Впервые за все ночи после сна не затекла шея, зато с лёгкими всё хуже и хуже. Теперь они реально болят, даже когда не кашляю, а просто глубоко дышу. Будет совсем не смешно, если закончить придётся как Холден Колфилд, с туберкулёзом только уже в другом санатории.

Тут Я начал уже реально беспокоится о своём здоровье. С лёгкими у меня всегда было туго. В двенадцать лет Я перенёс левостороннее воспаление лёгких на ногах, после чего образовалась спайка, не позволяющая открывать лёгкое полностью. На последней флюорографии сказали, что вроде спайку не видно, типа рассосалась сама собой, но Я им не верю, точнее, верю но не до конца. Блин, как паршиво…

Не открывая глаза, повернулся со спины на бок, трогаю покрывало, - сухое, даже непривычно.

- Май… - размыкаю Я губы. – Май, кажется Я умираю…

Внутри души мне послышалась «Что врёшь?». Я жду секунду, ещё одну, вот-вот она скажет эту фразу, и Я буду искать логическое оправдание тому, как Я угадал то, чем ответит мне Майя на мои слова. Проходит ещё секунда, но ответа нет.

Я открываю глаза, и понимаю, что всё-таки Я не так независим от удобств, как думал ранее. Через боль Я сажусь в позу пророка и оглядываюсь, - девушки нигде нет, каким-то чудом даже покрывало не помято с той стороны, на которую она ложилась вчера вечером.

«Нужду пошла справить», - первое, что пришло мне на ум рефлекторно. – «Не, глупость, она бы сделала это и здесь, при мне».

- Майя! – крикнул Я во всё охрипшее горло. Гулкий отзыв разнёсся по полю, рикошетя от стен горной чаши.

Тишина.

С хрустом поднявшись на ноги, Я осмотрел вокруг, - опять тишина, и даже ветер не подымится с земли. Вот срань…

- Майя! - Ещё раз закричал Я, но ответа не было.

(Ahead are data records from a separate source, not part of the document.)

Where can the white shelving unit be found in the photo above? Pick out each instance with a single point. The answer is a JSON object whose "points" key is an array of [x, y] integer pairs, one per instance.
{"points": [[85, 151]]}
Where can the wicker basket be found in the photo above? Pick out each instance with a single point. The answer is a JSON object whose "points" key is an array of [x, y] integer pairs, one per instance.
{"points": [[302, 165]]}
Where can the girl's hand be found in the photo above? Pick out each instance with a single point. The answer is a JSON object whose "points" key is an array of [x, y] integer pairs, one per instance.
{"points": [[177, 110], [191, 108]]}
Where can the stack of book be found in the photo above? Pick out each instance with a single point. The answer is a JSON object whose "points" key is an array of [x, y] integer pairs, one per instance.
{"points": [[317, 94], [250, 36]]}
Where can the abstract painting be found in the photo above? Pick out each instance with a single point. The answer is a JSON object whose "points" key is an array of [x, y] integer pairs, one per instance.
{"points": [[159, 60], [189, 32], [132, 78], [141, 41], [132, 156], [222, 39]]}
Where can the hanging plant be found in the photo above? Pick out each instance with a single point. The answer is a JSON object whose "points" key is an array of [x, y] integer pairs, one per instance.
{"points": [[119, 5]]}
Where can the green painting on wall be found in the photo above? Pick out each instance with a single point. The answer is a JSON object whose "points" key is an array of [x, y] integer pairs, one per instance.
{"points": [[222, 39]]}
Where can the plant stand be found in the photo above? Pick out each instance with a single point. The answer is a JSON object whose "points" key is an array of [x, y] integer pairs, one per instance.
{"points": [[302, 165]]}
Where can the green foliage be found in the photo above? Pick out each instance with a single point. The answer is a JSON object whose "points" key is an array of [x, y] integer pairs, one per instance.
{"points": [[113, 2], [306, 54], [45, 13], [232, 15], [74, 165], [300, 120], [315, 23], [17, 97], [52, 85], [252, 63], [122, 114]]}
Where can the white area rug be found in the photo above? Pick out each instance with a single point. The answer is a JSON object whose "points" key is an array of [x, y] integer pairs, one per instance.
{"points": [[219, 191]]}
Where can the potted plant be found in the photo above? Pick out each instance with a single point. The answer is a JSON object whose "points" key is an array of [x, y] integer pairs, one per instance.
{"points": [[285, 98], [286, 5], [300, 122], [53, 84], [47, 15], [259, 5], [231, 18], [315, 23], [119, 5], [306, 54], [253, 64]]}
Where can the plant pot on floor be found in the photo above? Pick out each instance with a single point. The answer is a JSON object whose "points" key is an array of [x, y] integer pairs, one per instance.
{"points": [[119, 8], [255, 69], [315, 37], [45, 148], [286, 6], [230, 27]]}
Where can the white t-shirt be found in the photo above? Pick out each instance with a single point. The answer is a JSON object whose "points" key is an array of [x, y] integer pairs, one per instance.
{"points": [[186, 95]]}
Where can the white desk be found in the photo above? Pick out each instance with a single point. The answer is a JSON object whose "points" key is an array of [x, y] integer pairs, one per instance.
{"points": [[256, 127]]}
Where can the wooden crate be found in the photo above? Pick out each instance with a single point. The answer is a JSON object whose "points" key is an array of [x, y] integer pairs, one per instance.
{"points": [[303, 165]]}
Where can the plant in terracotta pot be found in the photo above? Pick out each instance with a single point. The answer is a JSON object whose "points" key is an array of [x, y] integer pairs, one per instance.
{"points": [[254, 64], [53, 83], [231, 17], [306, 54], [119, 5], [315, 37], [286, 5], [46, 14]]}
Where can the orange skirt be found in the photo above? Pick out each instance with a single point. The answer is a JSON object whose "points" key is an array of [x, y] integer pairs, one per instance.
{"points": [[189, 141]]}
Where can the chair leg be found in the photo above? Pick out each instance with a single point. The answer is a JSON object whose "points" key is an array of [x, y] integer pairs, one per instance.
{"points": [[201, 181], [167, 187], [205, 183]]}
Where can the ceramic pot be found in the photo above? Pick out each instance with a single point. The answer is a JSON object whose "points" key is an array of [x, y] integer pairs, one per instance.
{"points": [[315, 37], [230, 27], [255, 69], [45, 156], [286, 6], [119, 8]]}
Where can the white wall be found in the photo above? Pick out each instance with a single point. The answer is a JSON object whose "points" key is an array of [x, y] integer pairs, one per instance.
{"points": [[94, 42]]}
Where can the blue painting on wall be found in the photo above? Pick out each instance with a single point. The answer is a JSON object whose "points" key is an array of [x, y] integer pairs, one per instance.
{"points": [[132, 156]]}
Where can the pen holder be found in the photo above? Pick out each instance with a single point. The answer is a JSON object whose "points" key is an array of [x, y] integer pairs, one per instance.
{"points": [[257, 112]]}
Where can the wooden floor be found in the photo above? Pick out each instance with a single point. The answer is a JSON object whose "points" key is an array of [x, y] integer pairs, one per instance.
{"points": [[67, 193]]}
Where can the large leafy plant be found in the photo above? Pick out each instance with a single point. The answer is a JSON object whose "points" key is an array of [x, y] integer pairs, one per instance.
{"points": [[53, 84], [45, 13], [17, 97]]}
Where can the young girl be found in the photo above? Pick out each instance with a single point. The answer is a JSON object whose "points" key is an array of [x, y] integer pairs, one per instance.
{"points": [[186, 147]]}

Решив посмотреть на поле с высоты Я побежал к ближайшей стене «чаши». Забравшись повыше Я осмотрел всё поле, но ничего найти не мог. Глаза уже начали заплывать потом, и слезами от реального страха. Можно было бы конечно сказать, что страшно было в первую очередь за лучшего друга, которая, будучи четырнадцатилетней девочкой, ушла одна гулять по лесу, и с которой… ну много чего может произойти. Но на самом деле в первую очередь было страшно за себя, за то, что камеры наблюдения в санатории по любому засняли, как мы вместе через забор перелазили, соответственно, если Майю найдут где-нибудь изнасилованной и убитой, главный подозреваемый Я. Проклятье… больше всего всегда боялся ада и тюрьмы, и вот опять.

Я кричал ещё долго, всё подряд, что могло привлечь внимание, и не только Майи, но и любого человека. Результата не было, яркое сияние поля погасло. Опустив руки, на несгибаемых ногах Я спустился вниз. Рухнув в траву, Я начал думать. В голову приходила мысль только во всём сознаться.

«Нет! Прийти в ближайшее селение, попросить помощи, а потом сознаться. Да… с вертолётом МЧС Майю быстро найдут. Стоп! А если она не хочет чтобы её нашли… если она хочет быть одна. Она ведь хочет быть одна, да? Чтобы это там, «без пафоса и выделки». Но если её не найдут, то меня посадят, по любому посадят. А потом ещё Тагир. Курва! Хотя откуда они узнают про Тагира? Майя может рассказать, если обидится на меня за то, что из-за меня её нашли».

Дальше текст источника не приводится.